E mais esta referência:
“Com a freguesia de Reigoso sucedeu o mesmo que sucedeu a Contim: antes de independente esteve anexa à de São Pedro de Covelo. Ao ganhar carta de alforria levou consigo Currais e Ladrugães. Mas Currais (exemplo único no Barroso) nasceu de quatro casais de Dona Maior Gomes e que D. Afonso II honrou. Com o decorrer dos tempos esses “lavradores” organizaram-se em catorze casais, sob a forma de beetria, isto é, os habitantes escolhiam o senhor que mais garantias lhe desse: “um de seu linhagem qual quiserem!” Democracia quando ainda se não pensava nela! Talvez por isso o melhor troço de via romana existente no concelho foi tão bem preservado, em Currais.”.
Na Etnografia Transmontana I de Lourenço Fontes encontrámos a seguinte referência a respeito das alcunhas das aldeias:
Fidalgos de Vila da Ponte
Conhadeiros de Bustelo
Mastigas de Currais
Manta moura de Reigoso
Ladrugães —esfola gatos mata cães
(informa P. Feliz José Alves)
Vamos agora ao que consta na “Toponímia de Barroso”
Currais (A Beetria De Barroso)
"Este privilégio foi-se diluindo ao longo dos tempos, ou antes, a força popular que o conquistara esmoreceu. A verdadeira riqueza deste facto é que uma pequeníssima povoação barrosã gozou de tal privilégio: podiam escolher pessoa fidalga que os defende em qualquer circunstância de aperto, mesmo perante o rei!
O topónimo vem de cursum — currum, supino de currere e que dá curro e, daí o curral, ambos sinónimos.
A beetria era um contrato em que uma parte promete um tributo (a encensoria) a troco de uma benfeitoria (geralmente prevenir os abusos e as violências).

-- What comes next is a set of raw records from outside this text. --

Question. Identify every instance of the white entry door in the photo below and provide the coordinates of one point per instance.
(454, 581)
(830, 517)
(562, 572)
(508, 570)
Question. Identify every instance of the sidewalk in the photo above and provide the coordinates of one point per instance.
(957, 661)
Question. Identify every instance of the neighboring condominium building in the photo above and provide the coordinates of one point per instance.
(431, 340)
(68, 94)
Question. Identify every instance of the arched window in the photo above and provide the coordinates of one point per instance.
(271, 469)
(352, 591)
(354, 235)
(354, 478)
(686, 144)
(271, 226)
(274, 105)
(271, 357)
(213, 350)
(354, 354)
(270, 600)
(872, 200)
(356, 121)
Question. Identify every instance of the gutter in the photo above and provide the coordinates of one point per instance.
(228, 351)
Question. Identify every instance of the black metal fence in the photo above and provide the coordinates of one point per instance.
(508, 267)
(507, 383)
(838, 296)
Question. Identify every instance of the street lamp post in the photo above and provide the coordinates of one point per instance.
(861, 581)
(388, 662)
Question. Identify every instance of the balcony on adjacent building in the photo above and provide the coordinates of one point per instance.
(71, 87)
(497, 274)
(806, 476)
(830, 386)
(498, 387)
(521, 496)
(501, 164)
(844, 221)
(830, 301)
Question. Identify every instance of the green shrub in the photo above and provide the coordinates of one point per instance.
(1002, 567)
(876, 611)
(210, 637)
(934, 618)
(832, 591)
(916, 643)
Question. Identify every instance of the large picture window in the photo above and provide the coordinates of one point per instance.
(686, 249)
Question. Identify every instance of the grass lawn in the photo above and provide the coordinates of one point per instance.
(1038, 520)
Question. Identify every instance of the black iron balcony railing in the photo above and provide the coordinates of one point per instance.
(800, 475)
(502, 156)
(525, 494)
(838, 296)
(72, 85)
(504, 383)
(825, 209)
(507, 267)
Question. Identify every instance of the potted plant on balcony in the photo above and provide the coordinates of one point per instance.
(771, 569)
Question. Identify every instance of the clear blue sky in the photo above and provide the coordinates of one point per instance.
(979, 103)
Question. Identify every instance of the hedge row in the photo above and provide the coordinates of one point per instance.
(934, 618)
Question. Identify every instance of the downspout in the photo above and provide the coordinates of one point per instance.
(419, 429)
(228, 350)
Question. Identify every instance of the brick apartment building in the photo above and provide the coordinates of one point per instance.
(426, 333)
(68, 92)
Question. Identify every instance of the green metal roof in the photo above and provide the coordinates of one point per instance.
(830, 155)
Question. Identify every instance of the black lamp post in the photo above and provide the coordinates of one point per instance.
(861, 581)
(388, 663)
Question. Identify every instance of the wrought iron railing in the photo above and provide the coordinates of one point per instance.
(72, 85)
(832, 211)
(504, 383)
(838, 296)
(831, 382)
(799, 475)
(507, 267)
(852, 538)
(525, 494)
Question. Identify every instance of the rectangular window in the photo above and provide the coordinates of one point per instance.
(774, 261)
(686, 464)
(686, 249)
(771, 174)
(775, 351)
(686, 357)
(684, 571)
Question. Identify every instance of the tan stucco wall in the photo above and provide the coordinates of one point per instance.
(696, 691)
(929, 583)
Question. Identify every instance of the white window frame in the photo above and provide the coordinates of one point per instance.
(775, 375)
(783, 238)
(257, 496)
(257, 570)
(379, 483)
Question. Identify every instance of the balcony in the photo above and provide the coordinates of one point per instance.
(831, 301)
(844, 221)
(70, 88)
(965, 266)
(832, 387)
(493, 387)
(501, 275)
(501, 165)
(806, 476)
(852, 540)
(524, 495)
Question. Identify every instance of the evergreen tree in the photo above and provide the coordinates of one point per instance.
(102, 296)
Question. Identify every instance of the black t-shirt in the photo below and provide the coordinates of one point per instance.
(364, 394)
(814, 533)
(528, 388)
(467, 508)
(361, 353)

Os tributários exigiam a liberdade de escolha dos protectores com o beneplácito do rei, garantias do direito de escolha e do dever da confirmação real!
Os de Currais, escolhiam de livre vontade o fidalgo que os protegia, com a anuência do monarca”

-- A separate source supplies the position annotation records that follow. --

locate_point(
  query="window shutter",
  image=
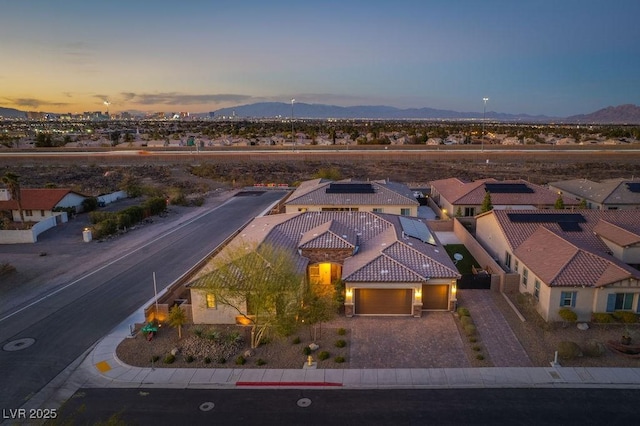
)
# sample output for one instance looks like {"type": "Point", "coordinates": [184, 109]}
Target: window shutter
{"type": "Point", "coordinates": [611, 303]}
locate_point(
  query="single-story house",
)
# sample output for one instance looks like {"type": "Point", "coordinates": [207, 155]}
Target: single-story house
{"type": "Point", "coordinates": [458, 198]}
{"type": "Point", "coordinates": [380, 196]}
{"type": "Point", "coordinates": [389, 264]}
{"type": "Point", "coordinates": [40, 203]}
{"type": "Point", "coordinates": [584, 260]}
{"type": "Point", "coordinates": [610, 194]}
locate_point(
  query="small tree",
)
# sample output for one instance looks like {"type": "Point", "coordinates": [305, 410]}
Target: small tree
{"type": "Point", "coordinates": [177, 318]}
{"type": "Point", "coordinates": [11, 180]}
{"type": "Point", "coordinates": [486, 203]}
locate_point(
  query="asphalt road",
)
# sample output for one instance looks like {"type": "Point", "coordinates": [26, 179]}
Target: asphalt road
{"type": "Point", "coordinates": [352, 407]}
{"type": "Point", "coordinates": [62, 326]}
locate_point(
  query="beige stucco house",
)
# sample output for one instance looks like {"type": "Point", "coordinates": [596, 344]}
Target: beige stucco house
{"type": "Point", "coordinates": [585, 260]}
{"type": "Point", "coordinates": [349, 195]}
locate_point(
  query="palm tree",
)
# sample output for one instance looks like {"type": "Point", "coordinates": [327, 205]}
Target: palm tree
{"type": "Point", "coordinates": [11, 182]}
{"type": "Point", "coordinates": [177, 318]}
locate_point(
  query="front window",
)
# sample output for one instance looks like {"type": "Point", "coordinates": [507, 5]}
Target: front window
{"type": "Point", "coordinates": [624, 301]}
{"type": "Point", "coordinates": [568, 298]}
{"type": "Point", "coordinates": [211, 301]}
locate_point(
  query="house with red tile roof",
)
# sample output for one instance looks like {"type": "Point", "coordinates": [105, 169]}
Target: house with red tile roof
{"type": "Point", "coordinates": [379, 196]}
{"type": "Point", "coordinates": [585, 260]}
{"type": "Point", "coordinates": [459, 198]}
{"type": "Point", "coordinates": [389, 264]}
{"type": "Point", "coordinates": [610, 194]}
{"type": "Point", "coordinates": [39, 203]}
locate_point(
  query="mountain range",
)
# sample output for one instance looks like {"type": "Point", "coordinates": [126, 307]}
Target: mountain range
{"type": "Point", "coordinates": [622, 114]}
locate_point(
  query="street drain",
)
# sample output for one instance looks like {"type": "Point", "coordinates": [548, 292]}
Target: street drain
{"type": "Point", "coordinates": [18, 344]}
{"type": "Point", "coordinates": [304, 402]}
{"type": "Point", "coordinates": [207, 406]}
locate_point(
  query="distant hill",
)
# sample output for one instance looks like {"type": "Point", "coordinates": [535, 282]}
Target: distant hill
{"type": "Point", "coordinates": [621, 114]}
{"type": "Point", "coordinates": [12, 113]}
{"type": "Point", "coordinates": [381, 112]}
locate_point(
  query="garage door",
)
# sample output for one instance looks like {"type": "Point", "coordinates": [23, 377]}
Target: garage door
{"type": "Point", "coordinates": [383, 301]}
{"type": "Point", "coordinates": [435, 297]}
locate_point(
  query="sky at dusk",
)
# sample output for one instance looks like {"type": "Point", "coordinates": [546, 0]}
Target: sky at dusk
{"type": "Point", "coordinates": [551, 57]}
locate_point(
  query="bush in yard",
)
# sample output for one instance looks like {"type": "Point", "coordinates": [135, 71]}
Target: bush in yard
{"type": "Point", "coordinates": [470, 329]}
{"type": "Point", "coordinates": [463, 312]}
{"type": "Point", "coordinates": [625, 317]}
{"type": "Point", "coordinates": [602, 317]}
{"type": "Point", "coordinates": [568, 315]}
{"type": "Point", "coordinates": [569, 350]}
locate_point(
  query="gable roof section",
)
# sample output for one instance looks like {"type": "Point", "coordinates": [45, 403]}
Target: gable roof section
{"type": "Point", "coordinates": [559, 263]}
{"type": "Point", "coordinates": [316, 192]}
{"type": "Point", "coordinates": [37, 199]}
{"type": "Point", "coordinates": [617, 233]}
{"type": "Point", "coordinates": [610, 191]}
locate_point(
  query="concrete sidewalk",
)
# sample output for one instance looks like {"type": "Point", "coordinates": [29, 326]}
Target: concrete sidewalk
{"type": "Point", "coordinates": [100, 368]}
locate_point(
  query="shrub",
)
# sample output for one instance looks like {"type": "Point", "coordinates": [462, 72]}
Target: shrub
{"type": "Point", "coordinates": [625, 317]}
{"type": "Point", "coordinates": [568, 350]}
{"type": "Point", "coordinates": [466, 321]}
{"type": "Point", "coordinates": [602, 317]}
{"type": "Point", "coordinates": [470, 329]}
{"type": "Point", "coordinates": [568, 315]}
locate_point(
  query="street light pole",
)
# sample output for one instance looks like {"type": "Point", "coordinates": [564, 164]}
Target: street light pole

E como a prosa já vai longa, ficamos por aqui, mas pela certa que Currais terá aqui lugar mais vezes. Mas antes ainda deixamos como sempre as referências às nossas consultas. Quanto aos links para as anteriores abordagens às aldeias e temas de Barroso, estão na barra lateral deste blog. Se a sua aldeia ou a aldeia que procura não está na listagem, é porque ainda não passou por aqui, mas em breve passará.
BIBLIOGRAFIA
BAPTISTA, José Dias, (2006), Montalegre. Montalegre: Município de Montalegre.
BAPTISTA, José Dias, (2014), Toponímia de Barroso. Montalegre: Ecomuseu – Associação de Barroso.
FONTES, Lourenço, Etnografia Transmontana I – Crenças e Tradições de Barroso, edição do autor, Montalegre, 1974.